Man held for gruesome US kidnap
A Chinese national charged with kidnapping a woman for ransom slashed her throat and left her for dead in the Southern California desert before calling her father and demanding $US100,000 ($A106,752) for her safe return, officials said on Friday.
DeQiang Song, 24, who moved to the US from China in 2008 on a student visa, has been charged with kidnapping and attempted murder in the September 8 attack on the 21-year-old woman, also a Chinese immigrant.
The public defender's office did not immediately know if Song had been assigned a lawyer. His arraignment was set for September 29.
Authorities in search of other possible victims released new details of the kidnapping, saying the woman was the target of a brutal attack by someone who choked her with a cord until he thought she was dead.

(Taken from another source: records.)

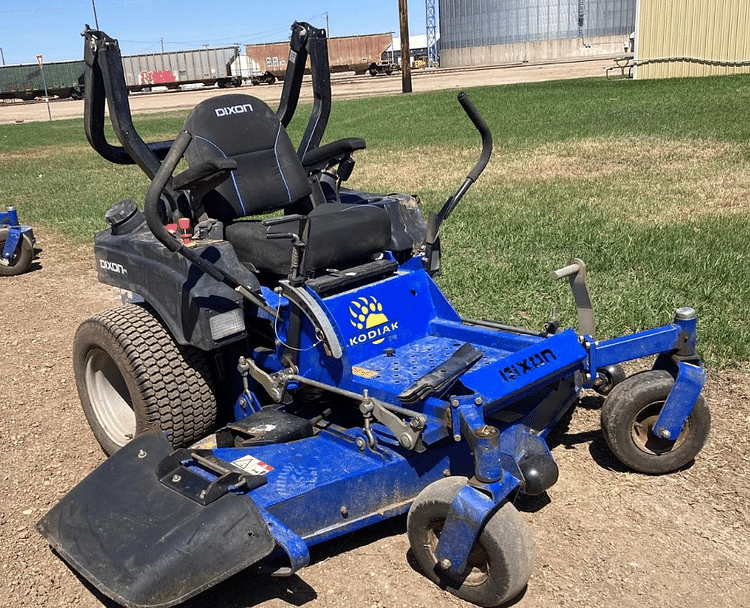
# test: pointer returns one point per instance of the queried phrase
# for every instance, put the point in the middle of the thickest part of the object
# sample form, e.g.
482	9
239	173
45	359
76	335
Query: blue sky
52	27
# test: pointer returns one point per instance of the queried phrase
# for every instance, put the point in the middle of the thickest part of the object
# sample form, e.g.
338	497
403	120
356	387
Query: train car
211	66
358	54
24	81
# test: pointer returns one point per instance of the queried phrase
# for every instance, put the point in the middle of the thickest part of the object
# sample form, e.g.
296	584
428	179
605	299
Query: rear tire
501	560
131	374
21	258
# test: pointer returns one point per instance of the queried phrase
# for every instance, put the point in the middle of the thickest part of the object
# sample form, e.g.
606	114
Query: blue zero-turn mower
16	244
276	383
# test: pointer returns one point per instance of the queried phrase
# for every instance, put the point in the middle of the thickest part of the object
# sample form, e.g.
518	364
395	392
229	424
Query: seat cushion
338	234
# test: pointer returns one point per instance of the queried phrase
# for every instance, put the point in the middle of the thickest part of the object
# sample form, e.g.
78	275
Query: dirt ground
604	536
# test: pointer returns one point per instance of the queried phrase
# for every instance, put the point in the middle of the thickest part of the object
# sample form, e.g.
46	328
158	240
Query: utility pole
96	20
403	15
40	61
432	59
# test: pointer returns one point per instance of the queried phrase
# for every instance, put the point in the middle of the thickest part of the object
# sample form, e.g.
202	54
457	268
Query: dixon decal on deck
523	367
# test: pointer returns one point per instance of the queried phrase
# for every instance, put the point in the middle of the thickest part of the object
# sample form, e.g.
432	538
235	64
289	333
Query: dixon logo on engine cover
367	315
245	107
113	267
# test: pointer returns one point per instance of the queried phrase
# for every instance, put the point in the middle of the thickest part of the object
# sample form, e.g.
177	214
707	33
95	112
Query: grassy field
648	182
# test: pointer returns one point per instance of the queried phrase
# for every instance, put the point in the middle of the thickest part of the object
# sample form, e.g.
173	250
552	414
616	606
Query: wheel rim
109	397
477	569
643	434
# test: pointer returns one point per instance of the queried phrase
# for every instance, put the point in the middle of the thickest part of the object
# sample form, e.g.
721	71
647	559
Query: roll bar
105	83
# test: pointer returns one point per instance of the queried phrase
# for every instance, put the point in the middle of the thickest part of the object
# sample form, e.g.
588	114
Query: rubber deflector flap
145	545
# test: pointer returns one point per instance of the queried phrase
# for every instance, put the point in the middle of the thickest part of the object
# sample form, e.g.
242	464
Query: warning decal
252	465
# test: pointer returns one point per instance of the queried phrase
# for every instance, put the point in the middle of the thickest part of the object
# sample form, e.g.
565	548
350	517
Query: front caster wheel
629	415
20	261
500	562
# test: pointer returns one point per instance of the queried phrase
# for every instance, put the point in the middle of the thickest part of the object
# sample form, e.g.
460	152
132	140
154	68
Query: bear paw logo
367	313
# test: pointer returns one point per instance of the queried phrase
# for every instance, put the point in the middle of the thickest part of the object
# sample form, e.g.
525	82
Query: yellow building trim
676	38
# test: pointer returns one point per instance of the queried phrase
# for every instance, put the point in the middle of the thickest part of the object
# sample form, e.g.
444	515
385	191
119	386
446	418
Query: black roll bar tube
105	81
307	41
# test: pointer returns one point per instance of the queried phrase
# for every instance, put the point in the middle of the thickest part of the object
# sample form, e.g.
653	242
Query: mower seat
270	177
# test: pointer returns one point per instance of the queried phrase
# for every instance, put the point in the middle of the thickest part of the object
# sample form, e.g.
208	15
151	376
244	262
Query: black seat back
269	176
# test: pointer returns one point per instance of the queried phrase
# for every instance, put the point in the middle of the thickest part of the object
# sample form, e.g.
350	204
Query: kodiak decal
368	317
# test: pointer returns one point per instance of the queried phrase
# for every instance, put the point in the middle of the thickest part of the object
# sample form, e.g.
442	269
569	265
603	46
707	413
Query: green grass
648	182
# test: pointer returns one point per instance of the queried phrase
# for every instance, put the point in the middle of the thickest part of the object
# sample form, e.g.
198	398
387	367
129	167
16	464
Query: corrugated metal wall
465	23
692	38
475	32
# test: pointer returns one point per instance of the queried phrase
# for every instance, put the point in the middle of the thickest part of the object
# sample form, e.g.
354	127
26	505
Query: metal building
692	38
485	32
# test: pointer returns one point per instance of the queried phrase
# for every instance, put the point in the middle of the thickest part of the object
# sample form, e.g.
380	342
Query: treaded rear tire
131	374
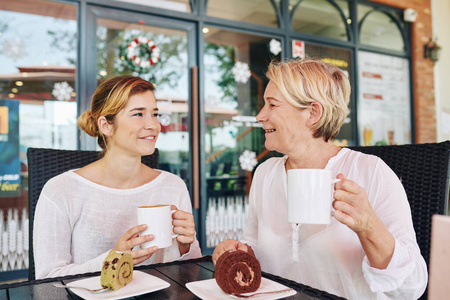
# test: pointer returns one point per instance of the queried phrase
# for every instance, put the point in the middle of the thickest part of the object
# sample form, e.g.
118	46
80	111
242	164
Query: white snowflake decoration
275	46
14	49
241	72
62	91
248	160
151	57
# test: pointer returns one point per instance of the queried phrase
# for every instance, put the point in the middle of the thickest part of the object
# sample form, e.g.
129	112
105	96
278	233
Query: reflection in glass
168	71
38	55
261	12
378	29
320	17
177	5
234	142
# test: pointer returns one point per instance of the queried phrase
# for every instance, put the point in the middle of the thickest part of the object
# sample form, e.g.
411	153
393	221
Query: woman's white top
331	257
78	222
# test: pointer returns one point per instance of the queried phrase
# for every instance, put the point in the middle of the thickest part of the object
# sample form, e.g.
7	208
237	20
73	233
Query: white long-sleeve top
331	257
78	222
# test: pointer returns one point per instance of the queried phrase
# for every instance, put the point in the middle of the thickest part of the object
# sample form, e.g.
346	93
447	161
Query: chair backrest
44	164
424	172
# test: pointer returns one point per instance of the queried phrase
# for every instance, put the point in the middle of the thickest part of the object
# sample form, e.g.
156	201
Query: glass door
161	51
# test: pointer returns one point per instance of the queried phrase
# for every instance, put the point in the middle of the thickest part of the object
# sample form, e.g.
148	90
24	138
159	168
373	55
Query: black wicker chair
424	171
44	164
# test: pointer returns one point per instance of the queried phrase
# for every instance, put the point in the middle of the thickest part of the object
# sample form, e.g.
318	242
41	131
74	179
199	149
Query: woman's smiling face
136	126
284	125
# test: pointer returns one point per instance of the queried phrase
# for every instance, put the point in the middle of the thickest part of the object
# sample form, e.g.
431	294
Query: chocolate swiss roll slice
117	270
238	272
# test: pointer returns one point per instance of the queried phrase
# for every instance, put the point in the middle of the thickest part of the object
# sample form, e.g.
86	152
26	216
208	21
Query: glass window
235	64
159	55
320	17
378	29
38	107
177	5
259	12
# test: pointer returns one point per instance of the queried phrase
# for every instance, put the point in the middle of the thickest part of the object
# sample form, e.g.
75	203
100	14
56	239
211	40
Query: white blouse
77	222
330	257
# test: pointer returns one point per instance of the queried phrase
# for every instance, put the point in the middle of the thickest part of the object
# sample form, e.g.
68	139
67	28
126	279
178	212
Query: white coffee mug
310	195
158	219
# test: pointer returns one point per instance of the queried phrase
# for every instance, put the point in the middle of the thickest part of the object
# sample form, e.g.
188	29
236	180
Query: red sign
298	49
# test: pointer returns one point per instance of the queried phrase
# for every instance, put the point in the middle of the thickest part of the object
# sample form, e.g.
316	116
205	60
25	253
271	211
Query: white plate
142	283
209	290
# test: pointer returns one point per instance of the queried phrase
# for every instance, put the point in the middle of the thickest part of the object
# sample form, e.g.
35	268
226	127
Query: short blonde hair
108	100
301	82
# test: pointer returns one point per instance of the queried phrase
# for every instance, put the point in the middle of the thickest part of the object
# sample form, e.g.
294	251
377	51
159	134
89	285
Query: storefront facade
207	59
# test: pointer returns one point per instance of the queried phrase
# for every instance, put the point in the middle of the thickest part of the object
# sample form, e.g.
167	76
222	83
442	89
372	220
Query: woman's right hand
228	245
131	239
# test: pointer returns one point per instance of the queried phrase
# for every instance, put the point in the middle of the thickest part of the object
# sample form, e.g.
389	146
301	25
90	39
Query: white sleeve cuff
391	278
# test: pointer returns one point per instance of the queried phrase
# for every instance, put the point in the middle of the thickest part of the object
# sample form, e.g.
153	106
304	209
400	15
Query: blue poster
9	148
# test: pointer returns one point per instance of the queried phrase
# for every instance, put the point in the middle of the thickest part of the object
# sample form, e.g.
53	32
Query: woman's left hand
184	226
353	207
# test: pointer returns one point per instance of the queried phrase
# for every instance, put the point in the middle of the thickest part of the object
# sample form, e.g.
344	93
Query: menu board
384	106
9	149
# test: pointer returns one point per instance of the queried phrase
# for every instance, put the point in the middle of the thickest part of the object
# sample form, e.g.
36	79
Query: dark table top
176	273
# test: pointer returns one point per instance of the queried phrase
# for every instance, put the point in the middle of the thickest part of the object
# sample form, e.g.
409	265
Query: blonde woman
369	250
83	214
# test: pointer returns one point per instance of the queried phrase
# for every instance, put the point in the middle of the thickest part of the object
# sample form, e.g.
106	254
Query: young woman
84	214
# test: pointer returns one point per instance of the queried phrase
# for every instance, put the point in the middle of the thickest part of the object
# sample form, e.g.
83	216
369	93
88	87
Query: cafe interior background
207	59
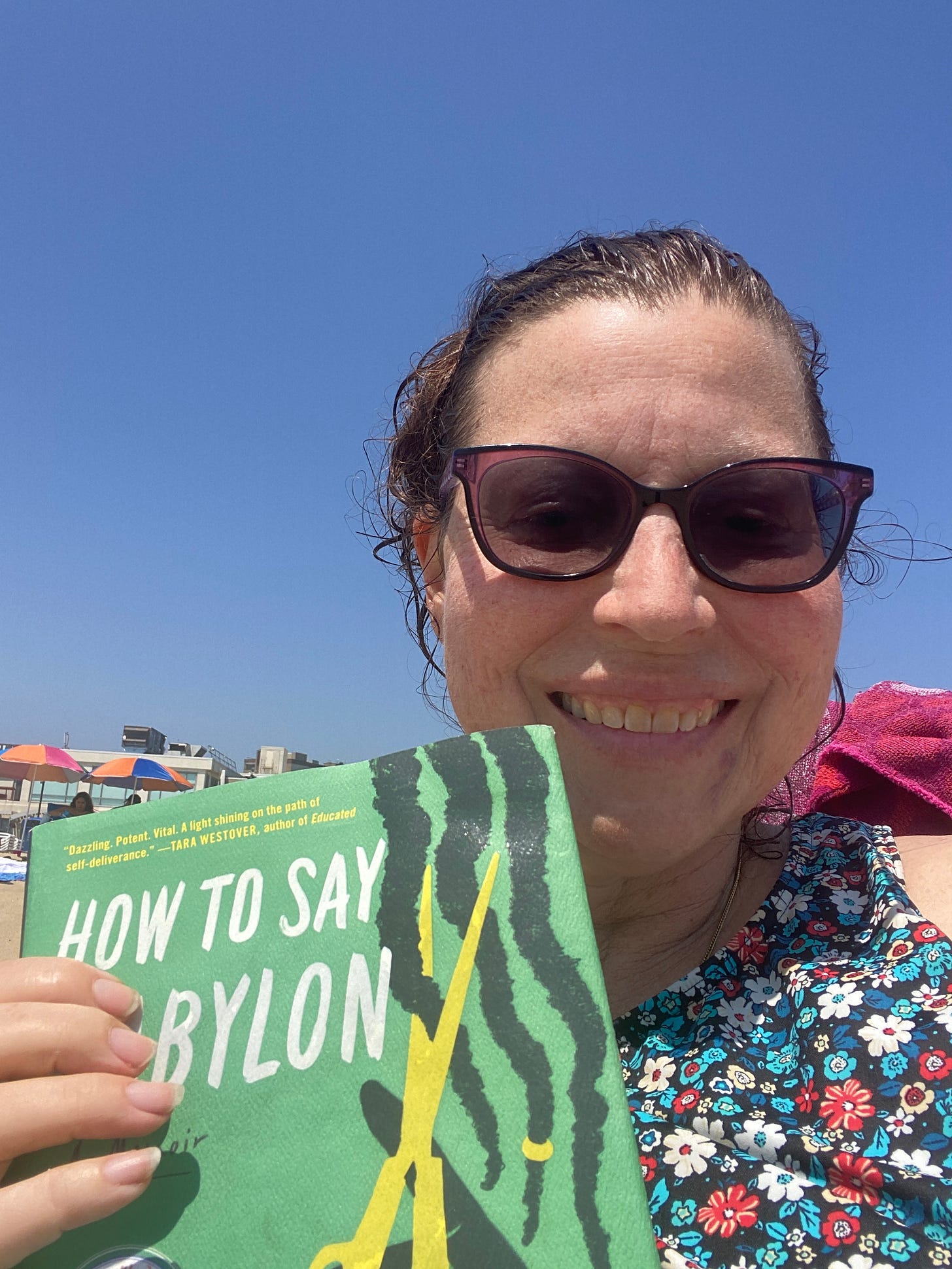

When he realised she was still breathing, her throat was slashed from ear to ear with a knife, but the deep cut somehow missed major blood vessels.
It was "senseless, brutal, and horrifying," Sheriff Lee Baca said.
Believing the woman was dead, the attacker left her in the desert about 145 kilometres northeast of Los Angeles, drove back to the San Gabriel Valley and called her father to demand the ransom money.
Meanwhile, the woman managed to stumble and crawl through nearly a kilometre of desert scrub until she came to a house where residents called for help. She was flown by air ambulance to a hospital for lifesaving surgery.
Working through the father, investigators persuaded the kidnapper to agree to a smaller ransom of $US10,000 ($A10,675) and designate a drop site for the money.
Song was later arrested at the site in a strip mall parking lot.
Detectives praised the father for calling authorities. Historically, members of the large Chinese community east of Los Angeles have been reluctant to call police, but that pattern is shifting.
Before moving to the Los Angeles area in July, Song lived in Chicago's Chinatown. It was not clear, however, if he ever enrolled at any school.
His only other known arrest was for a white-collar crime shortly after moving to Southern California, but authorities believe the level of planning in the kidnap suggests Song might have been involved in other unspecified offences.Investigators have been in contact with Chinese authorities and appealed to other agencies in the US to see if Song was wanted for any crimes in their jurisdictions.